Keyboard shortcuts

Press or to navigate between chapters

Press S or / to search in the book

Press ? to show this help

Press Esc to hide this help

Two Heaps

Find the median of a stream of numbers in O(log n) per insertion. As numbers arrive one by one, you must always report the current median — fast. Banks use exactly this for real-time fraud detection thresholds: if a transaction amount is above the running median by a large factor, it is flagged for review.

Why the naive approach breaks

The median is the middle value when data is sorted. With a static array you sort once: O(n log n), then read the middle. But what if numbers keep arriving? Re-sorting after every insertion is O(n log n) per step — far too slow for a live data stream.

A sorted array insert is O(n) due to shifting. A balanced BST insert is O(log n) but finding the median requires O(log n) rank queries, and the code is complex.

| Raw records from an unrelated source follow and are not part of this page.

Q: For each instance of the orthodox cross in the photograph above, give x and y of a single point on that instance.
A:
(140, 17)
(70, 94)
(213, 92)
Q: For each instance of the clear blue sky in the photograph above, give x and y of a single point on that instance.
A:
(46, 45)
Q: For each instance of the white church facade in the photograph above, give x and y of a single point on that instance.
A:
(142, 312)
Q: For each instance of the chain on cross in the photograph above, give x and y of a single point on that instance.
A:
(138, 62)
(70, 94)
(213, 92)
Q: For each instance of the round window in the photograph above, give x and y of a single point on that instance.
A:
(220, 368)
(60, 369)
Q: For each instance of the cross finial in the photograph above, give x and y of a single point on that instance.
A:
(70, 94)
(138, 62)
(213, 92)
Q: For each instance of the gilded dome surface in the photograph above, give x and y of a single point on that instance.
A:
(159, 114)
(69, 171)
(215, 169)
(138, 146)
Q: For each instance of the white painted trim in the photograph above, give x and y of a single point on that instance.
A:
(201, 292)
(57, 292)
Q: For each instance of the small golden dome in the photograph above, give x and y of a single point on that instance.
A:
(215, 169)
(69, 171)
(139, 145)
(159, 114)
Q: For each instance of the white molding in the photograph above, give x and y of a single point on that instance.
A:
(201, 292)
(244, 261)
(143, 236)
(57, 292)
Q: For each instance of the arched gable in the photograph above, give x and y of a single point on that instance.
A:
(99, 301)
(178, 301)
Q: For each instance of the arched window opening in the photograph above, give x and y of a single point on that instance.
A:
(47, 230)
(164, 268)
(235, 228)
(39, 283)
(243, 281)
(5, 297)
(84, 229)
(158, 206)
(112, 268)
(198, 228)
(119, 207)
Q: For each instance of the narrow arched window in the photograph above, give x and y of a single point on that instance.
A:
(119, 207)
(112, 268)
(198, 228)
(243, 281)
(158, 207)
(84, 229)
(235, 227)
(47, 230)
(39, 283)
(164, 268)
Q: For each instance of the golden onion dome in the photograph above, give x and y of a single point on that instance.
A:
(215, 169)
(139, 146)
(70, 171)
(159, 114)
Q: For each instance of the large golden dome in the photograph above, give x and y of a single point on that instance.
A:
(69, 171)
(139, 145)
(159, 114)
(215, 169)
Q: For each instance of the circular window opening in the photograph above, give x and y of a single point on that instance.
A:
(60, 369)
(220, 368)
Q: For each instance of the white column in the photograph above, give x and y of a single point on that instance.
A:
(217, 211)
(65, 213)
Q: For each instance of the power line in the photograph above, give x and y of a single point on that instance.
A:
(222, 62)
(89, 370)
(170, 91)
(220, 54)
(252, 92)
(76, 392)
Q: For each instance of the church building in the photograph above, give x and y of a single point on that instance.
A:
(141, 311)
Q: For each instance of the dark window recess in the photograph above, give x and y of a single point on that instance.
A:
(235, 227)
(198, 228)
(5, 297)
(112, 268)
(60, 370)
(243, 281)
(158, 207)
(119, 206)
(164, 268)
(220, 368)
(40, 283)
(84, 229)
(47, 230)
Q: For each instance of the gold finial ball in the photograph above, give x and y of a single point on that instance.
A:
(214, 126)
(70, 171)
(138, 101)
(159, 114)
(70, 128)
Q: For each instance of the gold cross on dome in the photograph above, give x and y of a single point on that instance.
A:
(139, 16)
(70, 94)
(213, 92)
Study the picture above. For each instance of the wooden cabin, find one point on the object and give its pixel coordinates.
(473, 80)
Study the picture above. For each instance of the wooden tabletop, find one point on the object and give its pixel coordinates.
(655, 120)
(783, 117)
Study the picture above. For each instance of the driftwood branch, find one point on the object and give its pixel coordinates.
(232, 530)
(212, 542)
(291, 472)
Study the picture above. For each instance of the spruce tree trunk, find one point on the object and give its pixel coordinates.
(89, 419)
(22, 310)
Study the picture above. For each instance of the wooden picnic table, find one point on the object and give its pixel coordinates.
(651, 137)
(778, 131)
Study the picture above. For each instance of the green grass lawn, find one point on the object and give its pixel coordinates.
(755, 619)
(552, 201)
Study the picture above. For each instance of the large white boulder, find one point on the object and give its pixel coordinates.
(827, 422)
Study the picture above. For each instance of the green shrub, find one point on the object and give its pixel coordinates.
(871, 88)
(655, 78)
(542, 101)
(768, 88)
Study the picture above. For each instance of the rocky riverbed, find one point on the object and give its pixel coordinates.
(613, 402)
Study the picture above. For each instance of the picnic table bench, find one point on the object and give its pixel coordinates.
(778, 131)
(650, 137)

The two-heaps approach achieves O(log n) insert and O(1) median — with surprisingly little code.

The insight: split the data in half

Imagine the data sorted in a line. Draw a dividing line through the middle. Everything to the left of the line is the “lower half”; everything to the right is the “upper half.”

To get the median instantly you only need to peek at the tops of each half:

  • Lower half → stored in a max-heap (its top = the largest element in the lower half)
  • Upper half → stored in a min-heap (its top = the smallest element in the upper half)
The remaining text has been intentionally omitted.